■「vs強豪国」への振り切り

 しかし、日本代表は今年の6月に戦ったチュニジア戦を境に4-3-3を廃止。この試合ではアンカーの遠藤航が相手プレッシングに狙われたこともあり、アジア最終予選のときほど効果的な攻撃を見せることができていなかった。

 すると、W杯本戦では格上と当たることも考慮してか、「vs強豪国」に舵を切り、それ以降は基本システムを4-2-3-1に変更。非保持の局面に力を入れるようになって、基本的にボールを持たれることを想定しての戦い方にシフトチェンジしていた。

 そして迎えたカタールW杯第1戦のドイツ戦では、前半を4-4-2で守って0-1で凌ぎ、後半にシステム変更。
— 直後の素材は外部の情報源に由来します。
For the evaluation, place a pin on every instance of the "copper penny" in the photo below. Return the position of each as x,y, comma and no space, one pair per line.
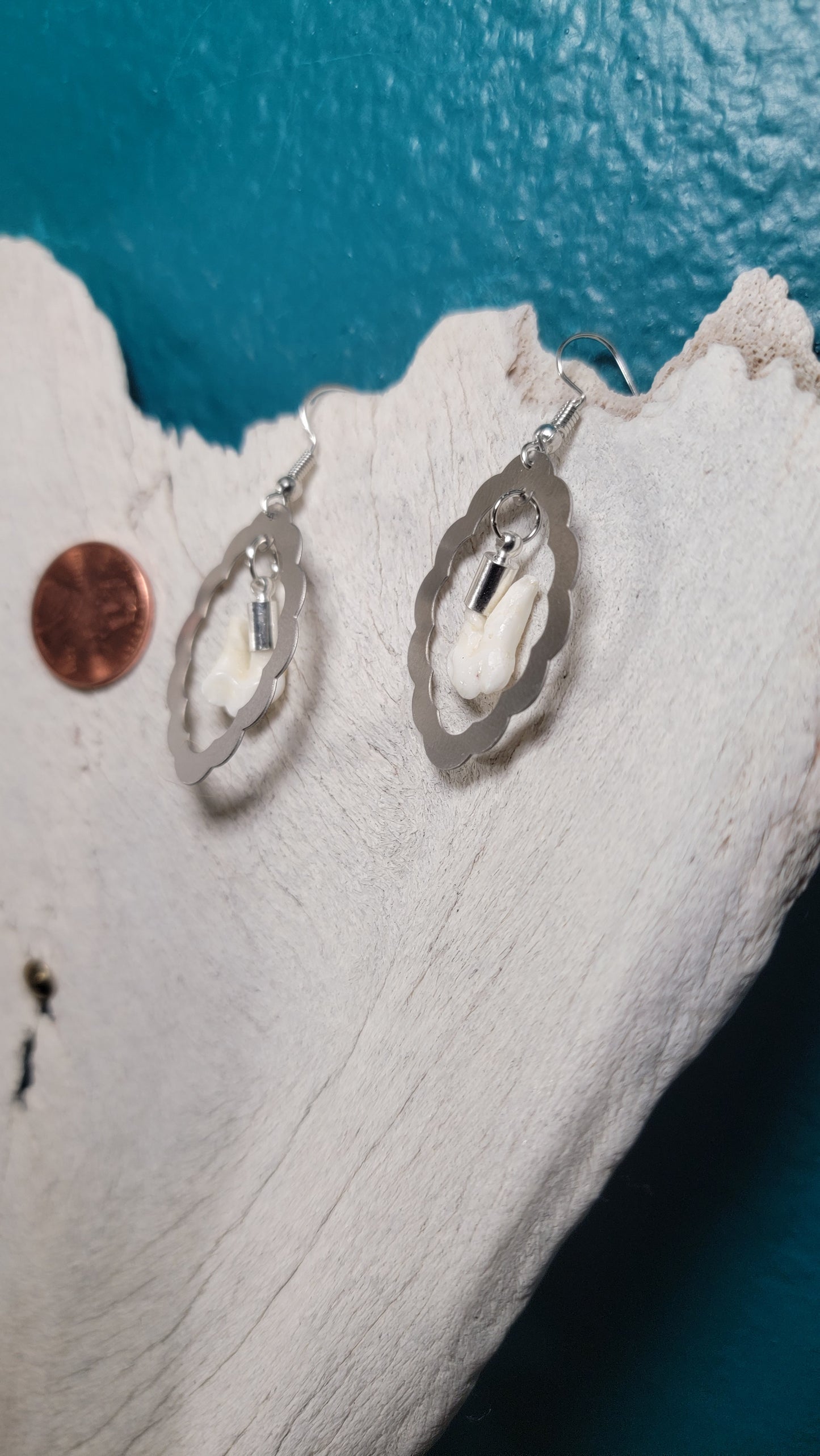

終始ボールを支配されながらも5-2-3のプレッシングで相手を苦しめ、見事に2ゴールを奪って逆転勝利を収めた。準備していた強豪国対策がハマったゲームとも言える。

 だが、迎えたコスタリカ戦は立場が逆転。今度はボールを持つ(持たされる)展開になった。日本にとってはドイツ戦から180度違ったゲームとなり、かなり苦しんだ。先述したように強力かつ再現的なアタックをあまり見せられず、終盤にミスから失点。結果的に相手のプラン通りの試合をしてしまった。

 代表チームにおいて、大きく異なる戦術プランを複数持つことは難しい。それでも、4-3-3のようなボール保持時のオプションを完全に捨てるのではなく、要素的に残しておくべきだったのかもしれない。今回のコスタリカ戦は、「vs強豪国」に振り切りすぎたことも敗因の1つと言えるのではないだろうか。